Enter on the roof WELLINGTON and BLÜCHER, followed by FITZROY SOMERSET, GNEISENAU, MUFFLING, and others. Before renewing their conversation they peer through their glasses at the dark movements on the horizon. WELLINGTON'S manner is deliberate, judicial, almost indifferent; BLÜCHER'S eager and impetuous.

WELLINGTON

They muster not as yet in near such strength At Quatre-Bras as here.

BLÜCHER

'Tis from Fleurus They come debouching. I, perforce, withdrew My forward posts of cavalry at dawn In face of their light cannon.... They'll be here I reckon, soon!

WELLINGTON [still with glass]

I clearly see his staff, And if my eyes don't lie, the Arch-one too.... It is the whole Imperial army, Prince, That we've before us. [A silence.] Well, we'll cope with them! What would you have me do?

[BLÜCHER is so absorbed in what he sees that he does not heed.]

GNEISENAU

Duke, this I'd say: Events suggest to us that you come up With all your force, behind the village here, And act as our reserve.

MUFFLING

But Bonaparte, Pray note, has redistributed his strength In fashion that you fail to recognize. I am against your scheme.
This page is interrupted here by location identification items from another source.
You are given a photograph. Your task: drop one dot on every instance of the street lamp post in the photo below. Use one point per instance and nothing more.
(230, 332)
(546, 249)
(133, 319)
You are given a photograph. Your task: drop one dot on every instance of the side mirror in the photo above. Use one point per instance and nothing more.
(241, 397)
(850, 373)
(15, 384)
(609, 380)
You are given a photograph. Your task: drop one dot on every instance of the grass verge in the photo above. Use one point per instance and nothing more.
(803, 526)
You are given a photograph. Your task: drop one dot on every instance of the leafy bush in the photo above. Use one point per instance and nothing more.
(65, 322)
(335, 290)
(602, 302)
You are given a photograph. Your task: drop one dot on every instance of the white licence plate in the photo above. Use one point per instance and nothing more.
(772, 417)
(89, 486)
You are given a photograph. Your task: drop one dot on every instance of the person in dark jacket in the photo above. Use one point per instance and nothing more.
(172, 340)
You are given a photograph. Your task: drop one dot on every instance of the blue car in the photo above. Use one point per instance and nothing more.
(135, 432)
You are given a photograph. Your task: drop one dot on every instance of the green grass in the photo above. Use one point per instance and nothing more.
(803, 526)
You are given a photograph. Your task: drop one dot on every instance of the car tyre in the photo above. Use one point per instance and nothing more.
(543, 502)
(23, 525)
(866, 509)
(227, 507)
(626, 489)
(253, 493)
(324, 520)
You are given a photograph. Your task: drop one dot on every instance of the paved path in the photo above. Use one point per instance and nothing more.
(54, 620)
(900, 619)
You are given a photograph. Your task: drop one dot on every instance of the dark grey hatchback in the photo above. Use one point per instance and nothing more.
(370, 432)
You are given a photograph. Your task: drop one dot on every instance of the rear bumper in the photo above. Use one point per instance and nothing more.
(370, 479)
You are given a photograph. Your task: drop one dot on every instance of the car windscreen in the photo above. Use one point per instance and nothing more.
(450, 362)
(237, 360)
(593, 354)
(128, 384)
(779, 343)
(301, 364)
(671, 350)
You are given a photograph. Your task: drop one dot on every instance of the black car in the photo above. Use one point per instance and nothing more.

BLÜCHER [lowering his glass]

Signs notify Napoleon's plans as changed! He purports now To strike our left--between Sombreffe and Brye.... If so, I have to readjust my ward.

WELLINGTON

One of his two divisions that we scan Outspreading from Fleurus, seems bent on Ligny, The other on Saint-Amand.

BLÜCHER

Well, I shall see In half an hour, your Grace. If what I deem Be what he means, Von Zieten's corps forthwith Must stand to their positions: Pirch out here, Henckel at Ligny, Steinmetz at La Haye.

WELLINGTON

So that, your Excellency, as I opine, I go and sling my strength on their left wing-- Manoeuvring to outflank 'em on that side.

BLÜCHER

True, true. Our plan uncovers of itself; You bear down everything from Quatre-Bras Along the road to Frasnes.

WELLINGTON

I will, by God. I'll bear straight on to Gosselies, if needs!